- KATG Show logo with a split between hosts representing the end of their romantic relationship.
- Genre: comedy

Cast and voices
- Hosted by: Keith Malley and Chemda

Publication
- Original release: March 8, 2005
- Updates: on-air weekdays

= Keith and The Girl =

Comedy podcast

Keith and The Girl, abbreviated as KATG, is a comedy podcast that began on March 7, 2005. It is hosted by Keith Malley and Chemda Khalili in Queens, New York. The hosts are known for interacting with their audience live via chat rooms, web cam and phone calls. In the show, Malley and Khalili discuss their lives and current events in humorous and unrestrained fashion. The show's tagline is "Keith and his ex-girlfriend talk shit".

==Acceptance==
In June 2008, the show had over 50,000 listeners and in excess of 1 million monthly downloads. It has also received multiple blogosphere podcast-specific awards. The show boasts over 40,000 website forum members.

==Show features==
Some of the regular features of Keith and The Girl include inviting guests to co-host shows; live shows (using a Shoutcast feed); and the self-explanatory, Strange News.

==Recurring themes==

Some frequent general topics of the show include: "New York stories:" happenings in New York City (includes stories from Malley's early life working as a waiter after arriving from Somerset, Pennsylvania); "HUAR" (Humans United Against Robots): news and discussions of advancing robot technologies and their implications

===Keith and The Girl TV & VIP===
Keith and The Girl TV began in late November 2007. It is a branch off of the original format of an hour to an hour and a half of talk and is focused more on short 3–5 minute comedy skits that usually feature a topic or guest of the previous week's show or news. Topics have included internet phenomena such as 2 Girls 1 Cup and the Cinnamon Challenge, to the inner workings of the main KATG show. Like the show it was inspired by, KATG–TV frequently ranks within the top 5 on Podcast Alley. The show has since been merged into the main KATG feed and then further merged into the VIP paywall.

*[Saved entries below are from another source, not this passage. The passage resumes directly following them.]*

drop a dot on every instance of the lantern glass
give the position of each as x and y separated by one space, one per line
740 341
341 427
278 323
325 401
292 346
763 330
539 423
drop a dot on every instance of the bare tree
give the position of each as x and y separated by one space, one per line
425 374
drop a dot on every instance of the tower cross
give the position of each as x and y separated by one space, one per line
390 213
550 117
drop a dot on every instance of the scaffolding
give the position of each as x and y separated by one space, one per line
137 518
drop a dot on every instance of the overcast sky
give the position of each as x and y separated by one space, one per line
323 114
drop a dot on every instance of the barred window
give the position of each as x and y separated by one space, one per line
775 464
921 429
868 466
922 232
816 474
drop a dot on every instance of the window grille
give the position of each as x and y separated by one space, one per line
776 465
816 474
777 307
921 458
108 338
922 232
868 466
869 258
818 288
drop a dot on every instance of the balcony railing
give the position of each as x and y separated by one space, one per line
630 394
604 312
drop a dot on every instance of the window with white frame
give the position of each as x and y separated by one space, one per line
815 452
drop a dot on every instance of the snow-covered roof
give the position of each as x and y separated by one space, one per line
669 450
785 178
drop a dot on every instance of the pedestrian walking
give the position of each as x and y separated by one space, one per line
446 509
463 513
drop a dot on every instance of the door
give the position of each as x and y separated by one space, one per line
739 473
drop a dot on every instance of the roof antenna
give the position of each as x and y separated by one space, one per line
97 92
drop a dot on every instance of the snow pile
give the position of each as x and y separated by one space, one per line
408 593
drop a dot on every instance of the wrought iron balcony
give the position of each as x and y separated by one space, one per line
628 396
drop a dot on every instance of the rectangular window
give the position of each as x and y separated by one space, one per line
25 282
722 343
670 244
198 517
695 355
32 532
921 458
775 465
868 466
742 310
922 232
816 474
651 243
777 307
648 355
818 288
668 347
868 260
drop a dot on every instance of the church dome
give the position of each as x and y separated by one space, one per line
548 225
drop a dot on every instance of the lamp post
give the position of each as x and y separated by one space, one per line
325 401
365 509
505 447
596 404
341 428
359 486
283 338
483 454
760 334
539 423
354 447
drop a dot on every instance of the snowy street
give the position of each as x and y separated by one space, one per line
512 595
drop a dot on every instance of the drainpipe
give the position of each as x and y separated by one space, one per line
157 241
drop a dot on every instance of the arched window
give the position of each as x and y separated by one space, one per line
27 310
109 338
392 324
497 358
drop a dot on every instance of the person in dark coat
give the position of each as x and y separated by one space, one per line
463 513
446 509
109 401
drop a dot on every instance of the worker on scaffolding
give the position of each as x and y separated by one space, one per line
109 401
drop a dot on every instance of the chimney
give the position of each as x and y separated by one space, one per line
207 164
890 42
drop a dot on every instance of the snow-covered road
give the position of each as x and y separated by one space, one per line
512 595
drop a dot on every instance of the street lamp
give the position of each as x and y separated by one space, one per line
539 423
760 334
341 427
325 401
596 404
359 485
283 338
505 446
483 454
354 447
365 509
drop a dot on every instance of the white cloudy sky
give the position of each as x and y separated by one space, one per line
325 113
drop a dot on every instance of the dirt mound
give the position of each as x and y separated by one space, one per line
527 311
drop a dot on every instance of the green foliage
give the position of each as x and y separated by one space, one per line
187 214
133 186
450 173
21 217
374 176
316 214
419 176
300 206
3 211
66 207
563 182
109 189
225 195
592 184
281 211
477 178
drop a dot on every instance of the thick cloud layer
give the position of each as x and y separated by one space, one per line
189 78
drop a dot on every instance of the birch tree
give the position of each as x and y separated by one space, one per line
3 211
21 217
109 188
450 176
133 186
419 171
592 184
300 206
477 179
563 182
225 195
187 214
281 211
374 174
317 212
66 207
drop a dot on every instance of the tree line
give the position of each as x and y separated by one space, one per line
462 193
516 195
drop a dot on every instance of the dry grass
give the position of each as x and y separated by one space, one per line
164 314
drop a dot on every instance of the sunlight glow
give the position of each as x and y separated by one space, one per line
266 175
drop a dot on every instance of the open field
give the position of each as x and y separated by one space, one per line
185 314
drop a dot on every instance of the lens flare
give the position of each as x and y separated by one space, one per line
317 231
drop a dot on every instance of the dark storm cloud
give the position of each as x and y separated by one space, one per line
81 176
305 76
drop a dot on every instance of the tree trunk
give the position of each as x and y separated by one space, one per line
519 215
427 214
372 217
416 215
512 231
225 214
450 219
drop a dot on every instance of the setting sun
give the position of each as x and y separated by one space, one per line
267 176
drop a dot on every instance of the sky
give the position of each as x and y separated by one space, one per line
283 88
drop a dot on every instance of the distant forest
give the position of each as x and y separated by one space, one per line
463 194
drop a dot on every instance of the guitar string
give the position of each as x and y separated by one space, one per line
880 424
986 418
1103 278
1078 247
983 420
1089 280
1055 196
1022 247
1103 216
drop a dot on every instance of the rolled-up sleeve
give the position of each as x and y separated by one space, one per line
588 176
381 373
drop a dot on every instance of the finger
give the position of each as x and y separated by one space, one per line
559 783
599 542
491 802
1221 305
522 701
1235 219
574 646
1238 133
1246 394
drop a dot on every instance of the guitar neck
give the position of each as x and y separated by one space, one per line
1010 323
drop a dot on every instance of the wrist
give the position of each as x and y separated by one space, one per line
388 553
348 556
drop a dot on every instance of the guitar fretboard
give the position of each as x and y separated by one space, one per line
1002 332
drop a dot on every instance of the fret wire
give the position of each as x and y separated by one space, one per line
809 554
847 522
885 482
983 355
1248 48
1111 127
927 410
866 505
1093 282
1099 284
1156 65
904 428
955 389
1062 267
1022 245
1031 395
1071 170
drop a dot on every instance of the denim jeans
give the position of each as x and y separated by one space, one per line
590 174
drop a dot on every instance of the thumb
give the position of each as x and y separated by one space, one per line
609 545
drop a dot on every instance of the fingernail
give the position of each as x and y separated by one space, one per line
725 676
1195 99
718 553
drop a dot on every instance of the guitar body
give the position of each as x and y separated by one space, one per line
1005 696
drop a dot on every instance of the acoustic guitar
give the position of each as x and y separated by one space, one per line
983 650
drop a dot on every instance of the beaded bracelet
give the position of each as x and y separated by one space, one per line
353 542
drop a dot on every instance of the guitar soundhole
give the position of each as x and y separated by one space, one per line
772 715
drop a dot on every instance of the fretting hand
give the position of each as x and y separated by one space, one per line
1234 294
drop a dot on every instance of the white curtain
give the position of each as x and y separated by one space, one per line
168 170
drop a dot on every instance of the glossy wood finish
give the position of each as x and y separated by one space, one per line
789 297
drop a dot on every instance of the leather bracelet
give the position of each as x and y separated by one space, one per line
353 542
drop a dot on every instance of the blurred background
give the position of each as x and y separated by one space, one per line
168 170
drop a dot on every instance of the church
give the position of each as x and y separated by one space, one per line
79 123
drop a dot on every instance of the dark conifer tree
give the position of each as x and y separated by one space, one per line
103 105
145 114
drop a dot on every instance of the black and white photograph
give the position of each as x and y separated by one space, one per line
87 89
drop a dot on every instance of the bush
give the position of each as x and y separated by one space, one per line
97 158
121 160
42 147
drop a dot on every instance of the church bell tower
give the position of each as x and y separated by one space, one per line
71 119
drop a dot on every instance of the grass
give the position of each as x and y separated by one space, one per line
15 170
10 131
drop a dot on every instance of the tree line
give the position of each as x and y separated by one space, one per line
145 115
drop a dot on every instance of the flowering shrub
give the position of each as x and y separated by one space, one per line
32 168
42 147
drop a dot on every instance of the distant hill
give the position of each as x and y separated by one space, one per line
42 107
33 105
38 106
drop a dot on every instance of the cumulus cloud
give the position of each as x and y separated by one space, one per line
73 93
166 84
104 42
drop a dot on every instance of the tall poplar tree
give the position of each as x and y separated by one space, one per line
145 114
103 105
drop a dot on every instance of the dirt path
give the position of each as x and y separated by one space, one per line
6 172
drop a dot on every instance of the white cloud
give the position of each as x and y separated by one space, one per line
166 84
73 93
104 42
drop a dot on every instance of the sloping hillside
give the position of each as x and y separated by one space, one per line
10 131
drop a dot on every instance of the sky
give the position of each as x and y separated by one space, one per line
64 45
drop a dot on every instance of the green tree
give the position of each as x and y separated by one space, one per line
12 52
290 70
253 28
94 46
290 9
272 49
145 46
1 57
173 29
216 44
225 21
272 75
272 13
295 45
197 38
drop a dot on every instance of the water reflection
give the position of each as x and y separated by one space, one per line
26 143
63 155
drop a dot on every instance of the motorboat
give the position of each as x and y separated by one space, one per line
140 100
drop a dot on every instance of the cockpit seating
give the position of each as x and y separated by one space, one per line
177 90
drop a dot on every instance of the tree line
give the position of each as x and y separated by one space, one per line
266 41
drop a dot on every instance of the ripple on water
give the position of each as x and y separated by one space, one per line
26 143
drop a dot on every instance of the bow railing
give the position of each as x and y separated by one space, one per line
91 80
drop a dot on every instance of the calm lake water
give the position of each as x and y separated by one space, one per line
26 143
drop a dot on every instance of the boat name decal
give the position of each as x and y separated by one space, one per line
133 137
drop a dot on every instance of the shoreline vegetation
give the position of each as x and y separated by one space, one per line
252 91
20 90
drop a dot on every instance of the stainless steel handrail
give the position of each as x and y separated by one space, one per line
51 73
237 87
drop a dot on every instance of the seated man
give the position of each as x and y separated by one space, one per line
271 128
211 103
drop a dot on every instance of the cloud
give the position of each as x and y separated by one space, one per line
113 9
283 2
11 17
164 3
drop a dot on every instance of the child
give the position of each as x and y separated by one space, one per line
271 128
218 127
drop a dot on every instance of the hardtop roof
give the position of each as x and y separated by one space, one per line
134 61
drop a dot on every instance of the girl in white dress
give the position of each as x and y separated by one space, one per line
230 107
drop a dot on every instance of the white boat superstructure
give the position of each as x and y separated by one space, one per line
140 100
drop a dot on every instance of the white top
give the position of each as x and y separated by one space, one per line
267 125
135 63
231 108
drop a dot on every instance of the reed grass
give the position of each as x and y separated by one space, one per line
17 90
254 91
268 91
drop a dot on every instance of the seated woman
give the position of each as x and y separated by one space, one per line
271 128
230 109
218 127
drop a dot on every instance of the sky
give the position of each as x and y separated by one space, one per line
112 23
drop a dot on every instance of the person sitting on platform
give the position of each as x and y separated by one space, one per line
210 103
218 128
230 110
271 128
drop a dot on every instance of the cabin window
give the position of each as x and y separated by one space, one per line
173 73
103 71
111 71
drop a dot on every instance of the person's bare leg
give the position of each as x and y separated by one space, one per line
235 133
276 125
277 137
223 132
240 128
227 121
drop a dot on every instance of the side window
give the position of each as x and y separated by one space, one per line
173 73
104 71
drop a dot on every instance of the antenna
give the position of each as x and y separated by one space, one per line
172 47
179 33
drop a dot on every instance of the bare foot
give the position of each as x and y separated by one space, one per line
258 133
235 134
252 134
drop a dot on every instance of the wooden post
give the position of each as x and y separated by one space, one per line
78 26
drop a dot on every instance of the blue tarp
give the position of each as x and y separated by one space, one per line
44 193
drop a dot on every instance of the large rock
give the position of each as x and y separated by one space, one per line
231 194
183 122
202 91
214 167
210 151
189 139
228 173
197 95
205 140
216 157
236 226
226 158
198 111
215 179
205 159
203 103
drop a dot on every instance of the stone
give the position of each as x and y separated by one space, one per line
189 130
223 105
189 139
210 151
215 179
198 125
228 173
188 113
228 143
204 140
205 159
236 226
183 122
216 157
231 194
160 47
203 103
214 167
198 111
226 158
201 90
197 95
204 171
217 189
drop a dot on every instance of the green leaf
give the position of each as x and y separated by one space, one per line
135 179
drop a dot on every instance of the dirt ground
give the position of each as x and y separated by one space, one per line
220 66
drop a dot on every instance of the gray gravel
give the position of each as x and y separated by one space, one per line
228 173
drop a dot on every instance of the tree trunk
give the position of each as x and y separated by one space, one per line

In September 2011, Keith and The Girl launched KATG VIP, a paid subscription program that opened up episodes from the back catalog as well as brand new, exclusive forms of content.

==Awards==
- Podcasting Hall of Fame inductees 2018
- Blogger's Choice Awards 2008 – Best Video Blogger (Winner)
- Podcast Awards 2007 – Peoples Choice (Winner)
- Podcast Awards 2007 – Best Mature Podcast (Winner)
- Blogger's Choice Awards 2007 – Best Podcast (Winner)

==Books==
What Do We Do Now? Keith and The Girl’s Smart Answers To Your Stupid Relationship Questions is Keith and The Girl's relationship book, which was released on March 9, 2010.

In 2014, Keith and The Girl released The Ultimate Podcasting Guide as a "how-to" for starting and succeeding in podcasting.

==Keith Malley==
Malley (born April 15, 1974), in addition to the podcast, does stand-up comedy once a year. Malley appeared in the independent film, She's Crushed (2009).

===Malley comedy discography===

- Coming of Age (2004)
- Children's Party Songs (2005)
- Happy to Serve You (2006)
- Point / Counterpoint (2007)
- Sue Everybody (2008)
- Culture Shock (2009)
- Can You Imagine? (2010)
- Stay Inside (2011)
- State of the Union (2012)
- Good Clean Fun: The Very Best of Keith Malley (2013)
- God Made Me: The Very Worst of Keith Malley, Vol. 1 (2014)
- God Made Me: The Very Worst of Keith Malley, Vol. 2 (2015)
- A Future to Believe In (2016)
- AWAKE (2017)
- Drip Drip (2018)
- I'm Dating Your Mom (2019)
- Nice Try, Tricksters (2023)

===Twentieth Century Fox Film Corporation v. Keith Malley===
Anticipating a future Simpsons movie, in 1999 Malley registered "TheSimpsonsMovie.com" as an act of cybersquatting. In 2007, the year of The Simpsons Movies release, Malley rejected a $300(U.S.) offer by Twentieth Century Fox for the domain name. Twentieth Century Fox took its complaint to the World Intellectual Property Organization, and subsequently paid Malley an undisclosed amount for the domain name.